It’s that time of year, when prognosticators and pundits dust off the crystal ball to predict the trends for the New Year. In the case of the business of blogging, several interesting trends are in sight for 2010. In no particular order, we start with the banishment of ‘blog.’
Remember when we’d go to the record store to buy music and the book store to find our reading material? The same can be said for ‘blog.’ It started as short-hand for a Web Log, then transmuted into both a noun and a verb umbrella indicating short online writing. However, as more and more people turn online for news and information, those blogs quickly became more than the inane rambling of someone inordinately occupied with lint, to disseminating facts. Couple that with the decline of newspapers and you need a better term to describe the wide range of online material. For that reason, I suggest the following: site. This connects with a similar prediction from our friends at the Inquisitr: five major blogs will be in the top news sites for 2010.
Our second prediction doesn’t require us to climb out onto a shaky tree limb. Instead, building on the first, we see a consolidation between traditional blogging and larger social-media players. We’ve already seen the quick adoption by Automattic of Twitter’s new API, allowing people to update their blogs from 140-character “tweets.” We also saw Google include those Tweets in its search results. The third leg to the stool will be Facebook, leveraging its more than 3 million users to create a more socialize blogging atmosphere.
Lastly, we’re likely to see more sell-offs and acquisitions in the blogging space as the end result of a bruising 2008 and 2009. Yahoo plans to close My Blog Log this month. Yahoo had the bad luck of buying My Blog Log in 2007, about the same time people were rushing to Facebook, Twitter and other social networks.

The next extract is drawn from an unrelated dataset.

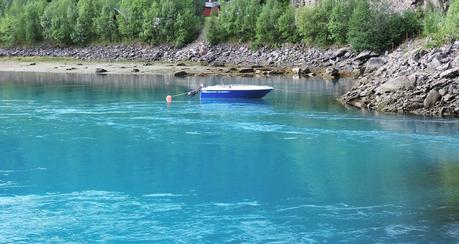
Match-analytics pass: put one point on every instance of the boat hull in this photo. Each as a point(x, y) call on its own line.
point(234, 94)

We also saw Jeremy Wright, give up the b5Media CEO slot to Elaine Kunda. Although Wright gave the usual ‘family’ reasons, the Canadian blogging network head saying he was burned out and unhappy. In 2009, b5Media announced a controversial pay change for bloggers. Just prior to Wright’s departure, b5Media’s sales VP reportedly left the company.
The introduction of Kunda also carried its own implications. The Toronto residence was responsible for cost-cutting and preparing companies for a merger. In 2006, b5Media received a reported $2 million in 2008, following its first round of funding around 2006. Investors often wait three to four years, then push for a cash-out or merger.